In Berlin und an vielen andern Stellen war die innerdeutsche Grenze schon seit dem 9. November - also gut 14 Tage - offen. Aber hier, an der Elbe zwischen Bleckede (West) und Neu Bleckede (Ost), war der Eiserne Vorhang noch dicht.

Noch am Vortag hatten die DDR-Grenzer sich geweigert, das Metalltor auf der Ostseite des Flusses zu öffnen. Sie hatten die Fähre aus dem Westen in der Flussmitte mit Lautsprecherdurchsagen zurückgewiesen. Doch am Sonntag klappte es. Auch Tipkes stürmten zum Fluss. „Das war das einzige Mal, dass wir ohne Segen aus der Kirche gegangen sind.“

Erika Tipke und ihr 2010 verstorbener Mann Ernst waren 1976 nach Bleckede gezogen. „Wir haben davon gehört, dass früher mal eine Fähre gefahren ist“, erzählt Erika Tipke. Dass irgendwann wieder eine fahren würde, hätte sie nicht erwartet. „Die Hoffnung hatten wir schon, aber wir haben nicht daran geglaubt, dass es passiert. Das war alles so fest installiert.“ 

Tipkes hatten dennoch schon vor der Grenzöffnung feste Kontakte zur anderen Elbseite. Ernst Tipke war Leiter der Heimvolkshochschule im Bleckeder Schloss. Seine Aufgabe unter anderem: Kursteilnehmern das Leben in der DDR vermitteln. Dazu gehörten auch Fahrten über die Elbe nach Mecklenburg-Vorpommern. „Das Tagesprogramm war von der DDR genau vorgegeben“, erzählt Erika Tipke. Einmal seien in einem Restaurant sogar andere, einheimisch Gäste vor die Tür gesetzt worden, damit sie nicht mit den West-Besuchern in Kontakt konnten kommen.
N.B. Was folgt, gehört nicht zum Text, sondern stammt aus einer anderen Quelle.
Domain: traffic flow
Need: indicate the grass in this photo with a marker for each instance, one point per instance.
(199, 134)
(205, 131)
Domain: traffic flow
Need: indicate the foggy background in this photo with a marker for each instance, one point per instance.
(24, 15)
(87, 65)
Zweimal im Jahr fuhren Tipkes auch auf Besuch in die Kirchengemeinden im Amt Neuhaus – mit großen Umwegen über die Grenzübergänge. Um Politik sei es selten gegangen. „Wir haben über Glaubensfragen gesprochen. Wie man Nachbarn besucht, das war normal. Aber es war eben die Elbe dazwischen.“ Wenn die 75-Jährige von der Zeit vor der Wiedervereinigung erzählt, schwingt Hochachtung mit. „Wir waren erstaunt, wie gläubig sie Menschen sind, wie sie am Evangelium und am Glauben festgehalten haben.  Wir hatten gedacht, sie würden vielleicht mehr klagen, aber sie wussten sich von Gott getragen, das war toll.“ Die Kinder eines Pastors hätten zum Beispiel ohne Verbitterung akzeptiert, dass ihnen das Studium nicht gestattet wurde. „Wir haben das bewundert.“ Tipke beschreibt die Besuche in den Nachbargemeinden als Fahrten in „Oasen der Ruhe“. Die Frage, ob inoffizielle Mitarbeiter der Stasi mit an den Tischen gesessen hätten, habe sie erst nach der Wende beschäftigt.
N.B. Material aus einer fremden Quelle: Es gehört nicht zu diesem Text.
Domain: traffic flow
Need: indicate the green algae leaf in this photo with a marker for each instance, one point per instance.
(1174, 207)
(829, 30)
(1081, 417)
Bleckede, beziehungsweise seit 2017 der große Kirchenkreis Lüneburg, sei über die Elbe hinweg ein Kirchenkreis geworden, sagt Tipke. Auch 30 Jahre nach der Grenzöffnung wird in Bleckede übrigens eine Tradition gepflegt, die in der Kirche in der DDR entstanden ist: „Wir haben das Friedensgebet übernommen und haben es immer noch.“ Und wenn Erika Tipke sonntags in der Bleckeder Kirche sitzt, dann hat sie den 26. November 1989 nicht nur im Gedächtnis, sondern auch wieder vor Augen. Ein Fenster von Hans-Georg Losert (Halberstadt) zeigt ein Boot voller Menschen, das am Flussufer erwartet wird: „Mein Mann war damals im Kirchenvorstand und hat mit dafür gesorgt, dass dieses bleibende Ereignis der Grenzöffnung der Nachwelt auch in unserer Kirche erhalten bleibt.“

Dirk Altwig

Grenzort Amt Neuhaus

Amt Neuhaus, das ist ein kleines Stück Landeskirche Hannovers rechts der Elbe. Nach Kriegsende 1945 wurde es zu Mecklenburg und der späteren DDR geschlagen, obwohl es seit Jahrhunderten hannoversches Gebiet ist. Seit 1992 gehört das Amt wieder zur Landeskirche, seit 1993 wieder zu Niedersachsen. 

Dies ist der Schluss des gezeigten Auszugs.